Bio
AMERICANA: THE BACK STORY
Americana, is a career defining album from an artist whose writing has helped shape modern music. Drawing on five decades of experience, the 15 tracks that make up Ray’s first album of new material in nearly 10 years are as personal as they are rich in musical detail. The result is an album where raw emotions and genuine intimacy are juxtaposed with widescreen sound and spoken word passages that combine to provide an impressionistic narrative.
Americana was born out of a period of deep contemplation that followed Davies’s brush with death in 2004 when he was shot by a mugger on a New Orleans side street. The period of convalescence that followed saw him begin to examine his life via a diary in which he detailed both his recovery and, more significantly, his inner monologue. These writings form the basis of Americana: The Kinks, The Road And The Perfect Riff, his acclaimed 2013 memoir in which Davies attempted to come to terms with the key events that had defined his life, using his complex relationship with America as a backdrop to do so.
Like many kids that grew up in post-war England, Davies developed an early fascination with America – first through the cipher of the Western movies of the time, then through the discovery of jazz, blues and rock’n’roll. The latter, alongside old British music hall traditions enjoyed during Davies household sing-alongs, provided a powerful musical stimulus for Ray who soon also found himself in thrall to blues heroes such as Big Bill Broonzy and John Lee Hooker.
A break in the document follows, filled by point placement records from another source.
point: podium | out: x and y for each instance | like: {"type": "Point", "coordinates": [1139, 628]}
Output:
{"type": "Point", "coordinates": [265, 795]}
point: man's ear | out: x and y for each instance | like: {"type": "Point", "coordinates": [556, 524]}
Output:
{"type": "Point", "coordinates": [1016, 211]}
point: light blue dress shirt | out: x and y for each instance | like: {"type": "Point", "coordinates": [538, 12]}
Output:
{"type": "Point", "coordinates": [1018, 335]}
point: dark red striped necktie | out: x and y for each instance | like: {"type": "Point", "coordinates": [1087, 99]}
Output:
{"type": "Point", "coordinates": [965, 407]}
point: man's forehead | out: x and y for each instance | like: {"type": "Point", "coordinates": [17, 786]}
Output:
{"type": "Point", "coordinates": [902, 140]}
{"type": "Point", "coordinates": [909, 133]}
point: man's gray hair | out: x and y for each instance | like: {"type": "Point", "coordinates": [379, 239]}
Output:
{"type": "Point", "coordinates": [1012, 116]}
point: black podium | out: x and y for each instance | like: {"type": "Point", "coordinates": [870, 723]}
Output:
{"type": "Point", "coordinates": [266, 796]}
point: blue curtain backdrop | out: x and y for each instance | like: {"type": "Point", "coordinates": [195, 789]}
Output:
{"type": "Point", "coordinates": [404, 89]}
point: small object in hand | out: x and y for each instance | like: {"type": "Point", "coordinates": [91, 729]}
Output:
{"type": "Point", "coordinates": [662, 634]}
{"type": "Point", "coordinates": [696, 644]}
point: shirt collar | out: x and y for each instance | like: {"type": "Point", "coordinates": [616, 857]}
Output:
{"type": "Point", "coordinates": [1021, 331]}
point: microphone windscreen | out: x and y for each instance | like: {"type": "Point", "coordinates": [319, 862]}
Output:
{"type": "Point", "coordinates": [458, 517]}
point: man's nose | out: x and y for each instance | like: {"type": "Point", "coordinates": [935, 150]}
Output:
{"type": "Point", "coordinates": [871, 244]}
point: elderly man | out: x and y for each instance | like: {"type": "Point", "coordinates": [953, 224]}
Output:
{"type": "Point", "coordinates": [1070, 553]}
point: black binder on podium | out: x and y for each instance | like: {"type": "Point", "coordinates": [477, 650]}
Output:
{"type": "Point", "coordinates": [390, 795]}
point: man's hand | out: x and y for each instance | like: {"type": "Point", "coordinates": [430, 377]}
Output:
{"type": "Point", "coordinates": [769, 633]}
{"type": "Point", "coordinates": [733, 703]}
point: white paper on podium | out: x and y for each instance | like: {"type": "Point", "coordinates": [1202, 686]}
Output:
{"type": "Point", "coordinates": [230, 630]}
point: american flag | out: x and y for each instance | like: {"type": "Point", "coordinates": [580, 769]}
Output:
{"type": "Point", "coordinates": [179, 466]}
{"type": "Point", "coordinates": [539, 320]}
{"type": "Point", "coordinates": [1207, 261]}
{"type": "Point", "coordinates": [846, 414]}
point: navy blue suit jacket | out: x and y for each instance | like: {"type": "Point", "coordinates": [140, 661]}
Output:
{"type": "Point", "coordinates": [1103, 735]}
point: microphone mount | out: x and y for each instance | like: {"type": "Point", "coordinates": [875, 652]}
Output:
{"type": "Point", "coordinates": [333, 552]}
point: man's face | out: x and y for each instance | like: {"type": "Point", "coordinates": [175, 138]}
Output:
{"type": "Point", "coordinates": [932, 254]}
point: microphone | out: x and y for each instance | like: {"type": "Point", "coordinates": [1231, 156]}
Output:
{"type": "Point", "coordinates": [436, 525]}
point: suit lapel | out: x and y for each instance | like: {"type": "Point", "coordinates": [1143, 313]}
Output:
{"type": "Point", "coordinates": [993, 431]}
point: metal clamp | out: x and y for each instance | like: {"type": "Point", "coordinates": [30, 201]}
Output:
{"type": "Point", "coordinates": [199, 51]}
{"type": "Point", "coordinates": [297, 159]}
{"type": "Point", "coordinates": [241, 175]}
It was this combination of music and film that stirred wild romantic notions in the teenager, America emerging in his mind as representing “the possibilities of a better life elsewhere.”
The Kinks’ first major Stateside adventure in the summer of 1965, however, provided him with a less romantic reality, culminating in a well-publicised run in with the unions that led to the band being unable to tour there for three years. Revenge, however, would follow, and their return in ’69 saw The Kinks begin their ascent that would see them attain nationwide popularity during the next two decades. Staying in New York for a period of time in the late ‘70s, Davies began to understand America further, absorbing its culture and marvelling at its strengths and reflecting on its flaws.
It is this myriad of experiences that have informed the music that makes up Americana, the album. Added to that is something that has long lain at the heart of Davies’s music: a quest for the self. “I had to learn something about myself before I could reveal it to the rest of the world,” he wrote in his diary, while convalescing in New Orleans. The album sets part of that revelatory process to music.